Toda atividade hoje em dia utiliza dados pessoais em algum momento. E a direção da empresa ou organização não é mais livre para definir o modo como estes dados são obtidos, guardados, usados ou compartilhados - obrigatória a observância dos parâmetros e princípios instituídos na Lei Geral de Proteção de Dados – LGPD (Lei nº 13.709/2018).
O objetivo da LGPD é permitir o uso dos dados pessoais e o seu fluxo, mas garantindo que tal se faça com segurança para os titulares destas informações. Assim, tanto dados sensíveis ou que dizem respeito à intimidade do titular, como informações que se situam fora da esfera íntima, ou até mesmo aquelas passíveis de serem encontradas em locais públicos – toda informação que diga respeito a uma pessoa natural - deve ser tratada com base nas disposições da LGPD.
Esta Lei decorre da percepção, ao nível internacional, de que o fato de uma pessoa não saber quais dados seus são utilizados, por quem, sob quais critérios e para quais finalidades é passível de comprometer a autonomia desta pessoa, que fica sujeita a usos indevidos e danos aos seus direitos e liberdades. Concluiu-se que é preciso assegurar juridicamente a autodeterminação informativa, ou seja, a possibilidade da pessoa exercer o controle sobre o uso de seus dados por terceiros.
A garantia desta possibilidade de controle sobre os próprios dados é feita pela LGPD através dos princípios da proteção de dados, da definição das hipóteses permitidas para tratamento de dados, dos parâmetros que a atividade de tratamento deve seguir e da instituição de uma série de direitos instrumentais, que proporcionam o efetivo exercício do controle pelo titular dos dados.
Dentre estes direitos há o direito do titular obter, de quem quer que detenha dados pessoais seus, informações acerca destes dados e do modo como eles são utilizados. Aquele que recebe o requerimento tem o dever de fornecer as informações, na forma da LGPD.
O descumprimento dos direitos dos titulares representa um tipo de incidente de segurança com os dados, porque os direitos instituídos na Lei têm também o propósito de garantir a segurança dos dados – afinal, estes direitos constituem instrumentos que permitem o exercício do controle sobre os dados, ou seja, permitem o exercício do direito à autodeterminação informativa.
A Autoridade Nacional de Proteção de Dados – ANPD tem a atribuição de garantir o cumprimento da LGPD e o respeito aos direitos dos titulares dos dados. Trata-se de uma instância administrativa para a tutela do direito à proteção de dados.
Todavia, não se afasta a competência do Poder Judiciário para proteção dos direitos e garantia da adequada observância das normas jurídicas. A violação dos direitos assegurados na LGPD é passível de ser judicialmente corrigida.

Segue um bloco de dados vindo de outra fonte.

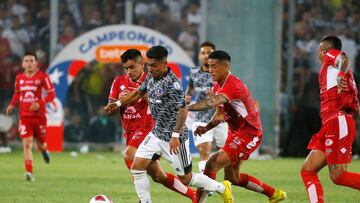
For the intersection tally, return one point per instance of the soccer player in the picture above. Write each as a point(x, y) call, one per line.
point(235, 105)
point(201, 84)
point(137, 120)
point(169, 137)
point(332, 145)
point(32, 114)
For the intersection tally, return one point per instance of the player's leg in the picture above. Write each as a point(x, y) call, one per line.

O Tribunal de Justiça de São Paulo determinou o cumprimento da LGPD a uma empresa que havia sofrido vazamento de dados. Ante o ocorrido, o cliente desejou obter informações acerca dos seus dados naquela empresa.
A Justiça então determinou que a empresa informe “as entidades públicas e privadas com as quais realizou o uso compartilhado dos dados do autor, conforme o art. 18, VII, da LGPD, devendo fornecer declaração completa que indique a origem dos dados, a inexistência de registro, os critérios utilizados e a finalidade do tratamento, assim como a cópia exata de todos os dados referentes ao titular constantes em seus bancos de dados, conforme o art. 19, II, da LGPD, no prazo de 30 dias, sob pena de multa diária de R$500,00, inicialmente limitada em R$5.000,00” (Apelação nº 1008308-35.2020.8.26.0704).

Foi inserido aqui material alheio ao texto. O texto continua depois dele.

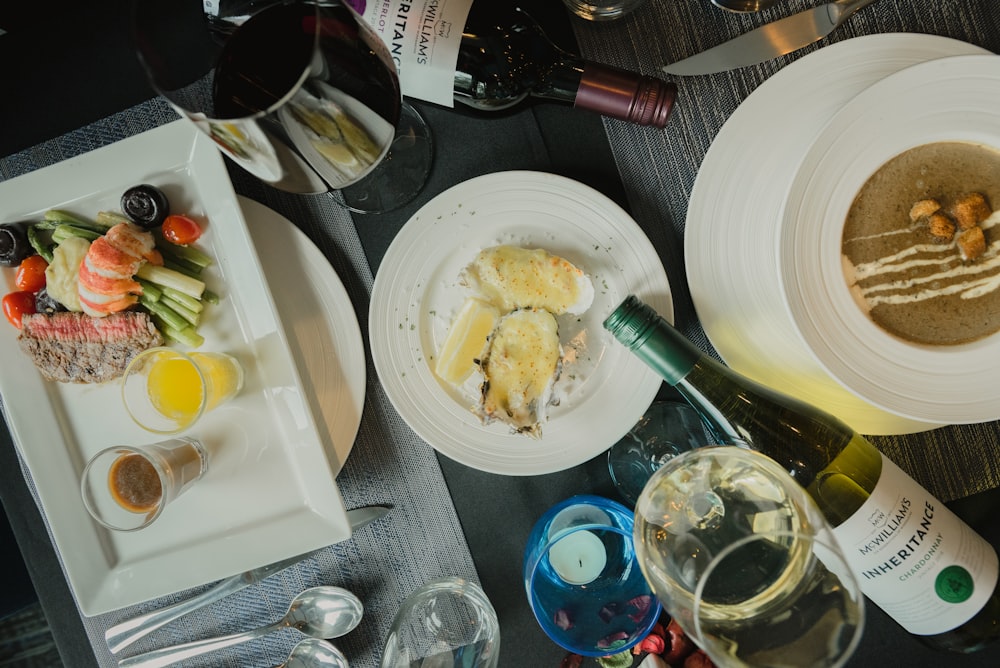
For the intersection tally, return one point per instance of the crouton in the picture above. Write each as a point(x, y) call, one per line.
point(941, 227)
point(923, 209)
point(971, 243)
point(970, 209)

Muitas vezes a pessoa não faz ideia de como determinada empresa obteve seus dados. Pois ela pode requerer tal informação, e outras, com base na LGPD.
Mas não é preciso que haja um vazamento de dados para que o titular possa exercer os seus direitos.
A qualquer momento, toda pessoa tem o direito de requerer, de qualquer empresa, instituição ou organização estas mesmas informações especificadas pelo Tribunal de Justiça de São Paulo, sem precisar justificar o requerimento.
Os dados pertencem ao titular das informações e quem as detém deve cumprir uma série de deveres em relação ao titular, dentre eles o dever de prestar as informações solicitadas sem custo, de forma clara, facilitada e transparente, numa linguagem acessível, que propicie a efetiva compreensão.